SUNY Distinguished Teaching Professors Neil Feit and Stephen Kershnar, both of the Department of Philosophy, will lead new working groups at the Romanell Center for Clinical Ethics and the Philosophy of Medicine at the State University at Buffalo.
Formerly the Center for Clinical Ethics and Humanities in Health Care, the Romanell Center is a multi-disciplinary center with a long tradition of coordinating academic activities that focus on bioethics and complex health care issues. The center is poised to expand collaborative research and experience-based learning at UB to better serve the communities of Western New York, Southern Ontario and beyond.

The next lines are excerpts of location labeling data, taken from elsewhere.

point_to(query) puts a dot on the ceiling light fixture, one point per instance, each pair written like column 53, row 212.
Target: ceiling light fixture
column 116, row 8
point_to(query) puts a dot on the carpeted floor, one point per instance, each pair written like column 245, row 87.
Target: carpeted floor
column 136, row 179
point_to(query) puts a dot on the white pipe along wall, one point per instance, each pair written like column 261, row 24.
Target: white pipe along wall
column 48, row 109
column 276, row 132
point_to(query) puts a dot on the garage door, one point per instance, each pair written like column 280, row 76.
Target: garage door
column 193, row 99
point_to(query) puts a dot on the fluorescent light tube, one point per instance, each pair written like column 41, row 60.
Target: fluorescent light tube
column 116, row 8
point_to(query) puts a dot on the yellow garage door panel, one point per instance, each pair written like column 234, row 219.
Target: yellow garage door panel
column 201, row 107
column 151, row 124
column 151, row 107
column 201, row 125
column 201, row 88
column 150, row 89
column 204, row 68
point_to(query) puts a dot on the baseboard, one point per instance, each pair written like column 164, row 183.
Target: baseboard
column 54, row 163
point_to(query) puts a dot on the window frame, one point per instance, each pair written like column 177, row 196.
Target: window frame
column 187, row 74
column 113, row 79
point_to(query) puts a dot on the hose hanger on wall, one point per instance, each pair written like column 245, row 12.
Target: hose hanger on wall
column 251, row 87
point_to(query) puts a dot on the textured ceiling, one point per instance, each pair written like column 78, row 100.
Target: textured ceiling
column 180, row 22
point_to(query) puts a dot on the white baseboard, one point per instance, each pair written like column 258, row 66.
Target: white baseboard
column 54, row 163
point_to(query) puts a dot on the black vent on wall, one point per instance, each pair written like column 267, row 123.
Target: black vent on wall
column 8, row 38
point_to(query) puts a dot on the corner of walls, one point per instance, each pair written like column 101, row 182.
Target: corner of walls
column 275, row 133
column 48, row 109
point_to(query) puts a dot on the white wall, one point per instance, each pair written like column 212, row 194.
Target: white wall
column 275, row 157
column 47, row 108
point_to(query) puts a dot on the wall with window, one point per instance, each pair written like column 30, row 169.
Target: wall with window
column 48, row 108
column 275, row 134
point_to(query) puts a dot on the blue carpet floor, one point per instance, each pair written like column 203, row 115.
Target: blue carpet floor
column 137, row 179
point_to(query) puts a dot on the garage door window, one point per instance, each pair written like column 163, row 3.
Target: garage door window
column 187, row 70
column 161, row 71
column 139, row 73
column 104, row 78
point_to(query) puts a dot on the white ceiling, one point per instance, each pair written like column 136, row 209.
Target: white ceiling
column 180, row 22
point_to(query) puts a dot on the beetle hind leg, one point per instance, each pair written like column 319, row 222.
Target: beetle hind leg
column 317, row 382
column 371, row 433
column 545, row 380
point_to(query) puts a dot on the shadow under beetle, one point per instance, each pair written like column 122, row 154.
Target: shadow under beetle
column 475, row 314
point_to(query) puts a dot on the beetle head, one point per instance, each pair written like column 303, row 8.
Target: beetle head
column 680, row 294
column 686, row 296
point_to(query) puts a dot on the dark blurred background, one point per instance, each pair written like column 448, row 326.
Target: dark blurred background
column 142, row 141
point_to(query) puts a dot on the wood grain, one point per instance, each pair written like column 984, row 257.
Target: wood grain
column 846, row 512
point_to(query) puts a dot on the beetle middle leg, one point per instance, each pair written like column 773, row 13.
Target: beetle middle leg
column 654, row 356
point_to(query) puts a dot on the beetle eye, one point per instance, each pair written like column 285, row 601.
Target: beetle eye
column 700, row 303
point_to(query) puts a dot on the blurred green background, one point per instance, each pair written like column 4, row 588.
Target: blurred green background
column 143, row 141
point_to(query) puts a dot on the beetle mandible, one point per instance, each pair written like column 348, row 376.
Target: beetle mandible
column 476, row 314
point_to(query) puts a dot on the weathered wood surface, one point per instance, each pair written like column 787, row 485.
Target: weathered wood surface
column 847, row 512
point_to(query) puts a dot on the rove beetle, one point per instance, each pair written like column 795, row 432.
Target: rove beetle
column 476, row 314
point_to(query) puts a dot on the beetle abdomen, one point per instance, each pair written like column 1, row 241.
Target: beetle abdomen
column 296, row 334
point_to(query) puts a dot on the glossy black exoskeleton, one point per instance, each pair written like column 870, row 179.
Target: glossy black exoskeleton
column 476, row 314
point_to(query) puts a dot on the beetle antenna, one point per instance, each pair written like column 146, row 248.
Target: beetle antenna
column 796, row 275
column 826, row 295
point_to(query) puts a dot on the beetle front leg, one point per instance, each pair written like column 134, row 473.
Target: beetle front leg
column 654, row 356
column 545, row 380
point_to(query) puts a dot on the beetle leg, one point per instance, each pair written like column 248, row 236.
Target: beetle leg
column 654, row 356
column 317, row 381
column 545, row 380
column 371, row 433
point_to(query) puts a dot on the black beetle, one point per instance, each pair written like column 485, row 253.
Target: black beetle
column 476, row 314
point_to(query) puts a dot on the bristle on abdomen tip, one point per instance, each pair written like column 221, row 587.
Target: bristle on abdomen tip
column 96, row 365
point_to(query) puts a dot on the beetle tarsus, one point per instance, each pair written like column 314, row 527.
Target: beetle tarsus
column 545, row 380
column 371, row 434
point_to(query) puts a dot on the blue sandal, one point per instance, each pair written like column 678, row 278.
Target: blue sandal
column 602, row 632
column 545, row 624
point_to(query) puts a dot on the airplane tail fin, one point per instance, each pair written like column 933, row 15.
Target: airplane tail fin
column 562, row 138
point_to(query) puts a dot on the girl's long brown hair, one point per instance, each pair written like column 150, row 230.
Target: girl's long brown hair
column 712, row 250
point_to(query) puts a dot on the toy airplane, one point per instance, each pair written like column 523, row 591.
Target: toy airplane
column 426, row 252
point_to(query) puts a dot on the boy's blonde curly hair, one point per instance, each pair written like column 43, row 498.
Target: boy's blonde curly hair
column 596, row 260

Dr. Feit leads the new Working Group on Health, Harm and Well-Being and is also a member of the Working Group on End of Life Issues. In the past year or so, Feit has published three articles in the metaphysical foundations of bioethics and in the philosophy of medicine. His essay, “Harm and the Concept of Medical Disorder,” was published in Theoretical Medicine and Bioethics earlier this year. Another essay, “Comparative Harm, Creation, and Death,” was published in Utilitas in 2016. His newest piece, “Harming by Failing to Benefit,” was just published online at Ethical Theory and Moral Practice and is forthcoming in print.
Dr. Kershnar leads the new Working Group on Philosophical Foundations of Bioethics and is also a member of several other Romanell Center groups. Kershnar published “Quantifying Health Across Populations” in Bioethics in 2016, and is also the author of several recent articles on the morality of abortion. His new book, “Does the Pro-Life Worldview Make Sense?: Abortion, Hell, and Violence Against Abortion Doctors,” was just published by Routledge.